Commentaires et Mises à jour :

suzanne-r
29-01-09 à 18:54

Je méloigne peut-être un peu du sujet...

Mais je pense au livre de Marek Halter,
La force du Bien.

Des témoignages d'hommes qui ont risqué la mort pour sauver des vies.
Pourquoi l'ont-ils fait ?
Parce que !!!
En créant une "mémoire du Bien", Marek Halter nous donne l'espoir en l'homme.
Cet espoir qui nous permet de vivre !
Et comme il le dit :
"Il faut apprendre à gérer la mémoire, à en tirer ce qu'il y a de plus universel, ce qui nous rapproche ... au lieu de nous éloigner, ... de manière à prévenir les explosions."

 
ImpasseSud
30-01-09 à 07:51

Re: Je méloigne peut-être un peu du sujet...

Suzanne-r, quel plaisir de te revoir par ici !
Plutôt que de t'éloigner du sujet, je pense au contraire que tu as parfaitement saisi l'essence de mon billet.

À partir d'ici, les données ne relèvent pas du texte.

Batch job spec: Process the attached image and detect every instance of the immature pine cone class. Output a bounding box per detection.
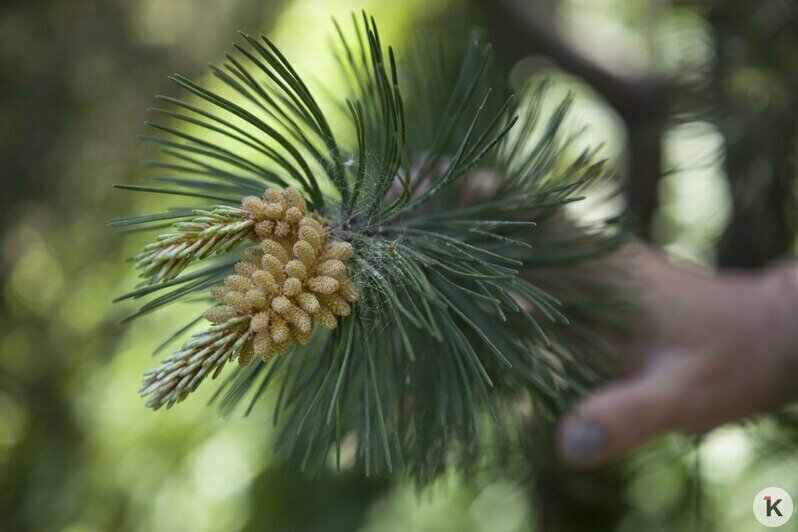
[205,188,359,366]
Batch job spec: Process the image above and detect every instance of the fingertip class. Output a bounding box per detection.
[557,416,609,467]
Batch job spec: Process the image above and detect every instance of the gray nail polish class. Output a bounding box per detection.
[563,421,607,465]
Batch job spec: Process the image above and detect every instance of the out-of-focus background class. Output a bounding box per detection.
[0,0,798,532]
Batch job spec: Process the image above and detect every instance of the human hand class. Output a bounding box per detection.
[558,243,798,467]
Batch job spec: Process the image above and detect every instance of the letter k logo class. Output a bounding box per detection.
[763,495,783,517]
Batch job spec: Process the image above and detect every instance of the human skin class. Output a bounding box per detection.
[558,242,798,467]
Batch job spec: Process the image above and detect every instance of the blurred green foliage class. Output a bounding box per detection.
[0,0,798,532]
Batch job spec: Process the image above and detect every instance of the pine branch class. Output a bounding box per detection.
[119,14,626,481]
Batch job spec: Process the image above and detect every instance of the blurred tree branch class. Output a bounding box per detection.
[481,0,671,237]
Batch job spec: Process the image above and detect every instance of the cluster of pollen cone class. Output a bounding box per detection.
[205,188,358,366]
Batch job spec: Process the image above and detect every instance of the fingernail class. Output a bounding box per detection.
[562,421,607,465]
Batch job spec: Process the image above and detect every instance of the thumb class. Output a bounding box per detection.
[557,375,684,467]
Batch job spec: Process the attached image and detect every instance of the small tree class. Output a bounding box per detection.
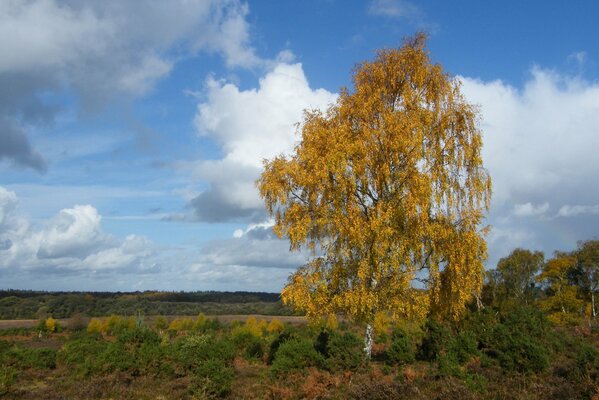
[257,34,491,356]
[497,249,545,304]
[572,240,599,320]
[537,252,583,325]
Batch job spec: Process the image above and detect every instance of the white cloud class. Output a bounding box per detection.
[368,0,422,18]
[514,202,549,217]
[557,204,599,217]
[0,187,156,273]
[0,0,265,172]
[183,63,336,222]
[460,67,599,266]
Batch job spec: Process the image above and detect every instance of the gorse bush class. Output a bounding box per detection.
[385,328,416,365]
[271,338,325,376]
[326,332,366,371]
[418,320,451,361]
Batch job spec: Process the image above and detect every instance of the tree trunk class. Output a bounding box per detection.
[364,323,374,360]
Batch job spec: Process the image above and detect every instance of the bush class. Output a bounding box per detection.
[483,318,550,373]
[0,365,17,396]
[266,318,285,333]
[231,327,264,359]
[271,338,325,376]
[447,331,480,364]
[0,346,57,369]
[176,335,235,370]
[192,360,234,399]
[385,329,416,365]
[480,307,556,373]
[266,329,295,364]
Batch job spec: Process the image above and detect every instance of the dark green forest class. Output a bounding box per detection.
[0,290,291,319]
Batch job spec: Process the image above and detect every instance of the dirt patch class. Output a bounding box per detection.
[0,314,306,329]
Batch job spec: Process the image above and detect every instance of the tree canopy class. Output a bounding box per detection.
[257,34,491,350]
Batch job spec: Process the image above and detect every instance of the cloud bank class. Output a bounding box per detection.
[0,0,263,172]
[0,186,157,275]
[460,67,599,267]
[184,63,336,222]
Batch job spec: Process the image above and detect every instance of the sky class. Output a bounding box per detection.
[0,0,599,291]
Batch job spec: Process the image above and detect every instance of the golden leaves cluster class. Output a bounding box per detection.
[257,35,491,321]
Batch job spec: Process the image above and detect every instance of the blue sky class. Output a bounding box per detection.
[0,0,599,291]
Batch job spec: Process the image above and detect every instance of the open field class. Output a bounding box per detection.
[0,308,599,400]
[0,314,306,329]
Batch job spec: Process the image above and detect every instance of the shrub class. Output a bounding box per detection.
[87,318,104,334]
[266,330,295,364]
[447,331,480,364]
[231,327,264,359]
[1,346,57,369]
[154,315,168,331]
[45,317,59,333]
[192,359,234,399]
[266,318,285,333]
[418,320,451,361]
[326,332,366,371]
[385,328,416,365]
[168,318,195,332]
[0,365,17,396]
[271,338,325,376]
[176,335,235,370]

La mémoire ne sert à quelque chose que si, à travers le souvenir d'un fait historique particulièrement honteux pour l'être humain, on récupère la leçon, l'exemple de tous ceux qui s'y sont opposés simplement.... parce que.
Merci de m'avoir signalé le livre de Marek Halter, je vais l'ajouter à la liste de ma prochaine commande de livres en français.